Looking ahead, several enhancements can expand the platform’s capabilities for bionic robot development. First, parameterized design features could allow users to rapidly modify bionic robot dimensions, masses, or joint configurations, facilitating optimization studies. For example, a parametric model might express link lengths \( L \) as variables in an optimization function:
$$ \min_{L} \left( \text{Energy Consumption} + \lambda \cdot \text{Stability Margin} \right) $$
where \( \lambda \) is a weighting factor. Second, advancing ground modeling to include natural terrains like grasslands, muddy patches, or rocky surfaces would enable more comprehensive testing of bionic robot adaptability. This could involve stochastic terrain generation or importing real-world elevation data. Third, implementing advanced control strategies, such as neural network-based controllers or adaptive gait generators, could be integrated to explore autonomous learning in bionic robots. The platform’s data processing module could then evaluate these controllers using metrics like reward functions in reinforcement learning.

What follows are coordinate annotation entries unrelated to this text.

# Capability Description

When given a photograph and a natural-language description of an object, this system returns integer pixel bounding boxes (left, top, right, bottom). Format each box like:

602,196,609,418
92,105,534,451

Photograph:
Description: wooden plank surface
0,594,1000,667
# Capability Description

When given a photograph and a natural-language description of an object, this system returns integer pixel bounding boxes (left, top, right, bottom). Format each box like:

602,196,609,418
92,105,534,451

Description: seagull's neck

Moreover, the platform could be extended to simulate multi-bionic robot scenarios or interactions with objects, broadening its applicability. For instance, simulating a bionic robot carrying a load would involve adding mass to the torso and adjusting dynamics accordingly. The modular architecture of our platform makes such extensions feasible, ensuring it remains a valuable asset for ongoing bionic robot innovation.
Conclusion
In summary, we have presented a comprehensive simulation platform for quadruped bionic robots, built on the SCS software package. This platform encompasses mechanical modeling using Links and Joints, dynamics modeling via Virtual Model Control, realistic ground contact and environment modeling, and a robust data processing module. Through simulations of a 16-DOF bionic robot performing dynamic walking, we demonstrated the platform’s effectiveness in achieving stable, efficient locomotion with real-time performance. The results confirm that this dedicated simulation tool can significantly aid in the design, testing, and refinement of bionic robot systems, reducing development risks and costs. As bionic robot technology continues to evolve, platforms like this will play a crucial role in unlocking new capabilities for legged robots in complex environments. Future work will focus on enhancing terrain realism, control algorithms, and parametric design features to further empower bionic robot research and development.